Monday, September 22, 2014

Fresnel Lens

What is a Fresnel Lens?

Rodney Barfield, in his book Seasoned by Salt, explains: "The Fresnel (pronounced Fre-NEL) lens developed by French physicist Augustin Fresnel, was a technological leap in navigational lighting. It is a glass dome of prisms and bull's-eyes, and light is concentrated at its center into parallel rays that are intensified with a magnifying glass."

This is a photo of the fourth order Fresnel lens in the Ocracoke lighthouse. Although the Fresnel lens was invented in 1822, and the Ocracoke lighthouse was built in 1823, a Fresnel lens was not installed until 1854.
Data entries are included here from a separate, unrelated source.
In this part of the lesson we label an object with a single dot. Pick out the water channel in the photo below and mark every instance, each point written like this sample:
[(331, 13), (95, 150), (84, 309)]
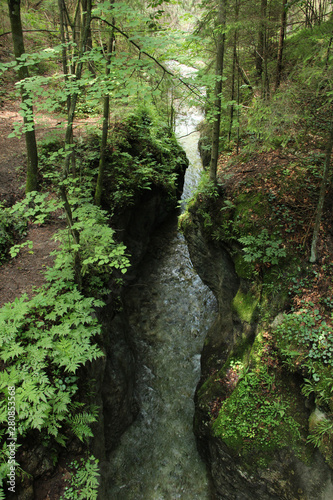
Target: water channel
[(170, 313)]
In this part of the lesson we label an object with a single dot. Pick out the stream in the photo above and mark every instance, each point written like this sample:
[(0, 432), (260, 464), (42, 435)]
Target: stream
[(170, 311)]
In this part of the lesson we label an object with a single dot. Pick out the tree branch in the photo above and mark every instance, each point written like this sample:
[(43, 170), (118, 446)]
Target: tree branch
[(190, 87), (27, 31)]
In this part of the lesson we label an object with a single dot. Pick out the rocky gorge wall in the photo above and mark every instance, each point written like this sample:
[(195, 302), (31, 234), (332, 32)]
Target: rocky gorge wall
[(115, 374), (289, 469)]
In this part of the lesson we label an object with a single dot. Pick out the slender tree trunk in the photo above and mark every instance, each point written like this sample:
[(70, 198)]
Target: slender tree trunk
[(74, 97), (321, 200), (28, 119), (218, 90), (106, 110), (281, 44), (266, 88), (68, 142), (62, 16), (234, 59)]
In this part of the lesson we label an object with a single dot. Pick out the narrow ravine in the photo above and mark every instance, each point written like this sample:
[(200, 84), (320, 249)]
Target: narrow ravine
[(170, 311)]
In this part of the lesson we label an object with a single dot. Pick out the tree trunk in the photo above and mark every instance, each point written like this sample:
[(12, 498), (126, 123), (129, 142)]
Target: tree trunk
[(68, 142), (281, 44), (321, 200), (218, 90), (106, 110), (28, 119), (74, 97), (234, 59)]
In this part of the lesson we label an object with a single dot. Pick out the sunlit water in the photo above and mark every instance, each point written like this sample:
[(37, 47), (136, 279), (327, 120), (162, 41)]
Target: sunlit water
[(170, 311)]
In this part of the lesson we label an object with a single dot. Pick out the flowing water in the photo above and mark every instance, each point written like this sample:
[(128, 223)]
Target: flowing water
[(170, 311)]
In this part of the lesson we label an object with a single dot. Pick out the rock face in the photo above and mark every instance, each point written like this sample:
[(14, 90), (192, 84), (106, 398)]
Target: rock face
[(286, 477), (115, 376)]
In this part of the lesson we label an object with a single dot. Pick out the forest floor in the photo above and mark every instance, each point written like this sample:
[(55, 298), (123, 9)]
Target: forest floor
[(21, 274), (25, 272)]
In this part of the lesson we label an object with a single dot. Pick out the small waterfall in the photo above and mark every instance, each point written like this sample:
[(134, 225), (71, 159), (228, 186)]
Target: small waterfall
[(170, 311)]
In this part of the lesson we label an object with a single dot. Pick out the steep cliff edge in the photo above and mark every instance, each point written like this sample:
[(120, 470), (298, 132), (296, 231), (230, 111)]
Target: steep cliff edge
[(264, 397)]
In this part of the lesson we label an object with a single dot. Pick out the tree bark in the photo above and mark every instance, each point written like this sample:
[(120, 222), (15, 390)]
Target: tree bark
[(281, 44), (261, 39), (218, 90), (14, 7), (321, 200), (234, 59)]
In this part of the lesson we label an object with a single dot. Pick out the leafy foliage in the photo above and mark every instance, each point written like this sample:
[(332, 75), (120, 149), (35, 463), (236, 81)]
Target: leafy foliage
[(84, 480), (262, 248)]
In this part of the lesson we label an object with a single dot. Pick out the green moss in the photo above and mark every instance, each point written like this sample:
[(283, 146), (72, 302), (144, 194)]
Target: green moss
[(260, 417)]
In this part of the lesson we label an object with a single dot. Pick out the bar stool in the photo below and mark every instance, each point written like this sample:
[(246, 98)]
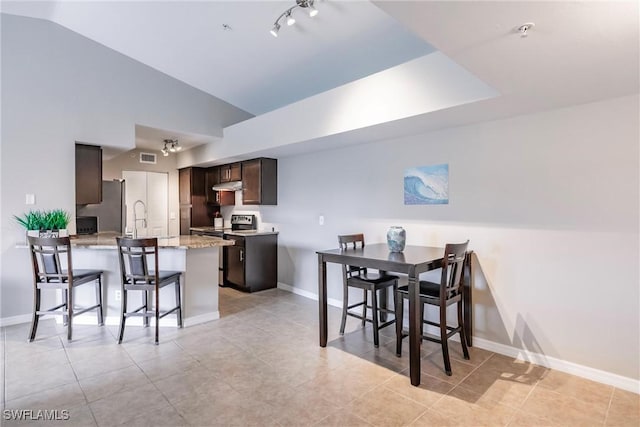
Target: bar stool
[(48, 256), (139, 272), (368, 281), (449, 291)]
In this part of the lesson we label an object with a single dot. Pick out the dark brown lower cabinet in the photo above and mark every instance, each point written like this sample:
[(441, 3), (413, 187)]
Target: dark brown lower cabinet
[(252, 263)]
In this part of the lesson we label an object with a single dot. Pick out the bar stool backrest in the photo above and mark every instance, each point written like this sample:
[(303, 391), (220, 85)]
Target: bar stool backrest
[(49, 256), (452, 269), (352, 241), (138, 260)]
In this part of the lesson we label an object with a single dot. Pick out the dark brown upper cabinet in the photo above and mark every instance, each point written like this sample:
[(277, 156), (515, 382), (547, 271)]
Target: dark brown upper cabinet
[(231, 172), (219, 198), (88, 174), (193, 206), (260, 182)]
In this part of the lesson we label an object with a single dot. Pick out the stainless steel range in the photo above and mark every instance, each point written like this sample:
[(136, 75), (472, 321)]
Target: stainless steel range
[(243, 222)]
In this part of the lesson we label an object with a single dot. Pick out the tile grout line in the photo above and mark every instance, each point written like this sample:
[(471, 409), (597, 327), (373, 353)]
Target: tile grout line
[(4, 364), (606, 414)]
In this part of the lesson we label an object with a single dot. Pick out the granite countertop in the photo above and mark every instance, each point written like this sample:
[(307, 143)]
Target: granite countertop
[(233, 232), (108, 241)]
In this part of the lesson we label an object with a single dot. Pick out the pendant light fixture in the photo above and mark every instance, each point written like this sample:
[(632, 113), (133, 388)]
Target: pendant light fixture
[(290, 19)]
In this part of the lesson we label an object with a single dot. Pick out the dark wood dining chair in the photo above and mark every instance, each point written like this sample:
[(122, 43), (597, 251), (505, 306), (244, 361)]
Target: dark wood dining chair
[(139, 272), (449, 291), (53, 269), (368, 281)]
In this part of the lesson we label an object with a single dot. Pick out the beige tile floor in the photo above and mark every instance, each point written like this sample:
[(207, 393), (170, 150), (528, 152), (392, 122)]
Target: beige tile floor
[(261, 365)]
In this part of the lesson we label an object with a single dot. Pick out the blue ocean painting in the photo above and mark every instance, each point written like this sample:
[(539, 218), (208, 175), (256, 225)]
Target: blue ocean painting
[(427, 185)]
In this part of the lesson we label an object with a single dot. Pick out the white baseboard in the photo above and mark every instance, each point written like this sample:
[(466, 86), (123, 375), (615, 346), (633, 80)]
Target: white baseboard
[(15, 320), (587, 372)]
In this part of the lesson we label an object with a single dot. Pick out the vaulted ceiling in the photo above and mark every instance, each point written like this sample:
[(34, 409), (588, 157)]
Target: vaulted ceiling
[(577, 52)]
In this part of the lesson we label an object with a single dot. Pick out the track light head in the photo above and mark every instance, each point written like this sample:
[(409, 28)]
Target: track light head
[(275, 29), (290, 19), (287, 14)]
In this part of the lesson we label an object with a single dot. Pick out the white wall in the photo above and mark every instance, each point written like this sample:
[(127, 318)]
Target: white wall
[(549, 202), (59, 88)]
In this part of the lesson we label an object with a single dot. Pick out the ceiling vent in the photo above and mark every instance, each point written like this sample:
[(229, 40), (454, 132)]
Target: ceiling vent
[(148, 158)]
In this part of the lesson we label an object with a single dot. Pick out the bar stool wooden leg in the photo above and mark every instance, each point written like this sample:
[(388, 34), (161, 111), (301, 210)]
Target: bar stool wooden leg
[(179, 302), (399, 304), (70, 311), (345, 304), (65, 298), (157, 308), (36, 316), (99, 300), (123, 315), (374, 317), (364, 308), (443, 339)]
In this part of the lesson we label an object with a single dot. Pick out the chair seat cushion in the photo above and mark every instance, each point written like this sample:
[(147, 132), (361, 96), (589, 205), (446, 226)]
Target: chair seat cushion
[(166, 274), (426, 288), (84, 274), (372, 277)]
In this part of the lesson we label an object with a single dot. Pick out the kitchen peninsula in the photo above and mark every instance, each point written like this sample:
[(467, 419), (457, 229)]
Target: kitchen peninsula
[(196, 256)]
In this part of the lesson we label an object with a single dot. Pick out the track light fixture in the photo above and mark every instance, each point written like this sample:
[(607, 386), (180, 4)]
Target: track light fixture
[(170, 146), (307, 4)]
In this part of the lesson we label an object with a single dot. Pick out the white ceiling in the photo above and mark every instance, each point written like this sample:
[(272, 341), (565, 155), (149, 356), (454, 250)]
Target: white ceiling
[(579, 51)]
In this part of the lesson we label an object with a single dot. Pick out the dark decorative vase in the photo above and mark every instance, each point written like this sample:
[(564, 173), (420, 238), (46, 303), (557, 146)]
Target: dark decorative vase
[(396, 239)]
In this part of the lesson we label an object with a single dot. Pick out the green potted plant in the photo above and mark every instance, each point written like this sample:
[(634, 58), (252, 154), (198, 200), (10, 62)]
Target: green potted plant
[(52, 223)]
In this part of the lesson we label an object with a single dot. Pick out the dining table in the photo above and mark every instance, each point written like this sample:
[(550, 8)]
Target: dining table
[(412, 261)]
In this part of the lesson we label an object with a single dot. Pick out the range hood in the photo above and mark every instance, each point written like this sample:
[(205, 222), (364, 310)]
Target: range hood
[(228, 186)]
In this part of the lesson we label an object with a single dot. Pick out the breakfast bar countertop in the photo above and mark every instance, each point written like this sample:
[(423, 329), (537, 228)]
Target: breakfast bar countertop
[(107, 240)]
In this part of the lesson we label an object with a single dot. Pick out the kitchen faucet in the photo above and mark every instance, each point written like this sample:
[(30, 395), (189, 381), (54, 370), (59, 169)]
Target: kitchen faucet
[(135, 217)]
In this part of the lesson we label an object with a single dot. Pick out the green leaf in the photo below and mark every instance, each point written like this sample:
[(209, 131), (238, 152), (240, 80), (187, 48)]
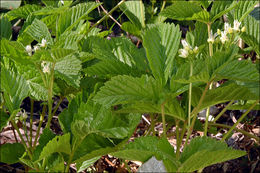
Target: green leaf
[(252, 36), (238, 70), (220, 8), (69, 40), (23, 12), (199, 73), (120, 49), (46, 136), (4, 119), (131, 28), (135, 12), (15, 51), (59, 144), (10, 4), (6, 28), (71, 17), (95, 118), (66, 116), (245, 106), (161, 43), (68, 69), (38, 31), (127, 89), (111, 68), (223, 94), (144, 148), (243, 9), (181, 10), (204, 151), (10, 153), (198, 36), (15, 89), (172, 108)]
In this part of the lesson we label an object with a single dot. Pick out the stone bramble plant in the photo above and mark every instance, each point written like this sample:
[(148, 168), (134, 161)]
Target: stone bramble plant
[(58, 53)]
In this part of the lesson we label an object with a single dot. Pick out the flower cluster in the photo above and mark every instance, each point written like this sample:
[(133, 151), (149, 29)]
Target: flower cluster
[(31, 50), (228, 30), (45, 67), (187, 49)]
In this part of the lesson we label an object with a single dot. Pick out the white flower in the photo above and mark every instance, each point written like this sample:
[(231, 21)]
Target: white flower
[(43, 43), (236, 25), (243, 29), (228, 28), (185, 45), (196, 50), (46, 69), (223, 37), (184, 53), (35, 48), (28, 49), (211, 38)]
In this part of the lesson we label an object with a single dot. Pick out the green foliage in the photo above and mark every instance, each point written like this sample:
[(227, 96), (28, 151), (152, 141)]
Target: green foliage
[(251, 36), (60, 144), (161, 43), (135, 12), (10, 153), (15, 89), (110, 83), (68, 69), (38, 31), (71, 17), (5, 30), (22, 12)]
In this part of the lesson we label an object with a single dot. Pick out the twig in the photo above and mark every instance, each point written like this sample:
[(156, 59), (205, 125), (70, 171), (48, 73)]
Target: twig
[(101, 6)]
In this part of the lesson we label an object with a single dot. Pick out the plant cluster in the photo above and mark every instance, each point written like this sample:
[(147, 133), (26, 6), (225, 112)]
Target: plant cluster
[(110, 83)]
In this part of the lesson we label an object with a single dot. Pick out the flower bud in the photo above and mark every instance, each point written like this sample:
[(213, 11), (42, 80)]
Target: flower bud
[(243, 29)]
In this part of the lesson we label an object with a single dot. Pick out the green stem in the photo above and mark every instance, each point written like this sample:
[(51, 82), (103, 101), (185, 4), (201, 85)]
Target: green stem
[(207, 116), (195, 112), (31, 120), (236, 129), (223, 111), (210, 44), (163, 5), (74, 148), (179, 141), (190, 93), (50, 88), (104, 17), (163, 120), (210, 87), (39, 126), (153, 123), (20, 135), (57, 106), (239, 120)]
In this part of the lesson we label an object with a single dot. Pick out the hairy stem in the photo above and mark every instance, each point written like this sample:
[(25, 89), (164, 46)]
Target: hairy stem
[(50, 89), (163, 120), (223, 111), (210, 87), (239, 120), (153, 123), (195, 112), (104, 17), (23, 142), (40, 125), (31, 120), (236, 129), (190, 93), (163, 5)]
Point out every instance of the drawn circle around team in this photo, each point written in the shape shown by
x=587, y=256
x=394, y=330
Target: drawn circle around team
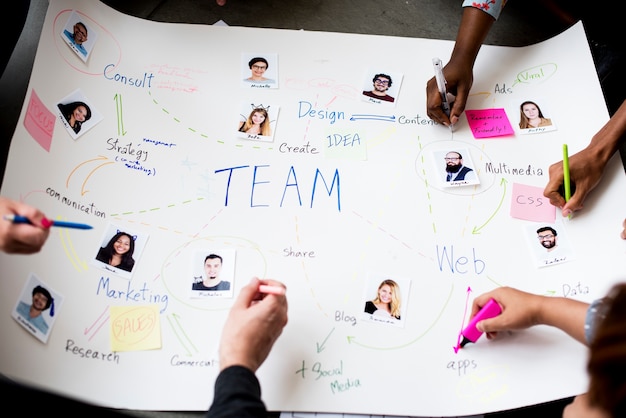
x=432, y=172
x=177, y=268
x=103, y=44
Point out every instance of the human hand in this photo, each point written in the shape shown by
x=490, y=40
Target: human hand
x=459, y=80
x=585, y=173
x=254, y=323
x=22, y=238
x=580, y=408
x=519, y=310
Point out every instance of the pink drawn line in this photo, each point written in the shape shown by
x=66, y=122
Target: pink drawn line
x=460, y=337
x=87, y=330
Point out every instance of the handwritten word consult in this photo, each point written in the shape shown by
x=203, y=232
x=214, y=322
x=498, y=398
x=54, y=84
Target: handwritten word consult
x=144, y=81
x=258, y=188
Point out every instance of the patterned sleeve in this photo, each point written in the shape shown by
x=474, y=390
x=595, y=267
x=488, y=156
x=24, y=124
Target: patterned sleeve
x=595, y=314
x=492, y=7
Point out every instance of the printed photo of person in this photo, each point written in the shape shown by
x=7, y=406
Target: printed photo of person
x=384, y=300
x=37, y=308
x=456, y=167
x=549, y=243
x=260, y=71
x=532, y=119
x=381, y=87
x=119, y=251
x=77, y=114
x=79, y=36
x=213, y=272
x=257, y=122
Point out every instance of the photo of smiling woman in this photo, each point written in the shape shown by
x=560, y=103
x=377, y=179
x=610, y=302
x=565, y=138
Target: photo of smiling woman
x=387, y=302
x=118, y=252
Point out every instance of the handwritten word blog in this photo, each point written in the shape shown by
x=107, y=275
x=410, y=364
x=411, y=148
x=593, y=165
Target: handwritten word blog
x=257, y=185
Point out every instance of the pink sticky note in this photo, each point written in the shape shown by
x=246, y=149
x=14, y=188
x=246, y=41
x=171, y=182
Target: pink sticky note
x=39, y=121
x=487, y=123
x=528, y=202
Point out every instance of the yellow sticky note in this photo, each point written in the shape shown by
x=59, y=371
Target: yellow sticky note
x=135, y=328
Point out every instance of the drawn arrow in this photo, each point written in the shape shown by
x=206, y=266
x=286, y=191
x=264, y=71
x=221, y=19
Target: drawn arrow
x=320, y=347
x=120, y=117
x=503, y=183
x=180, y=333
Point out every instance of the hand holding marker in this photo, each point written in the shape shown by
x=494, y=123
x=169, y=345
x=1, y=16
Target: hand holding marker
x=471, y=333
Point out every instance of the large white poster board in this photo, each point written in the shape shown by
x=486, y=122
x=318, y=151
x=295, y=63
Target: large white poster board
x=342, y=192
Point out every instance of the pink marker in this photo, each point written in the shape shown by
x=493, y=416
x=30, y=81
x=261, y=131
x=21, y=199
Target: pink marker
x=471, y=333
x=272, y=290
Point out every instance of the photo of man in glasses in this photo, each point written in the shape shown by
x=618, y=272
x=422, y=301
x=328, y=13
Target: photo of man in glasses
x=382, y=83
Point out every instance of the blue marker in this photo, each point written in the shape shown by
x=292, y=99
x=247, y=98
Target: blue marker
x=17, y=219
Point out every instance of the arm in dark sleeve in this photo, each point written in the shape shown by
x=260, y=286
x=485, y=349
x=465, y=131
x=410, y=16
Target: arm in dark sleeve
x=237, y=395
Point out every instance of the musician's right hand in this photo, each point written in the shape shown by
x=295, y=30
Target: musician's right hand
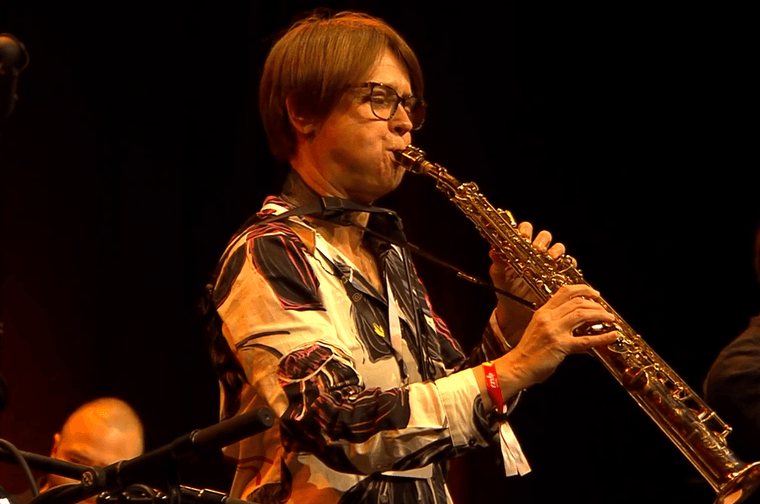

The Ocracoke light (now produced by a 250 watt quartz-halogen bulb, and magnified by the lens) is equal to 8,000 candlepower, and is visible 14 miles to sea.

Our latest Ocracoke Newsletter is the story of late 19th century steamship traffic to Ocracoke, and the large Victorian hotel that accommodated the guests. You can read the article here:

1 comment:

  1. Fresnel lenses are also key components of the visual landing system that guides aircraft carrier pilots in coming aboard ship and replace the mirror system originally developed by the British Royal Navy. Just keep the "meatball" between the green datum lights, and "welcome aboard"!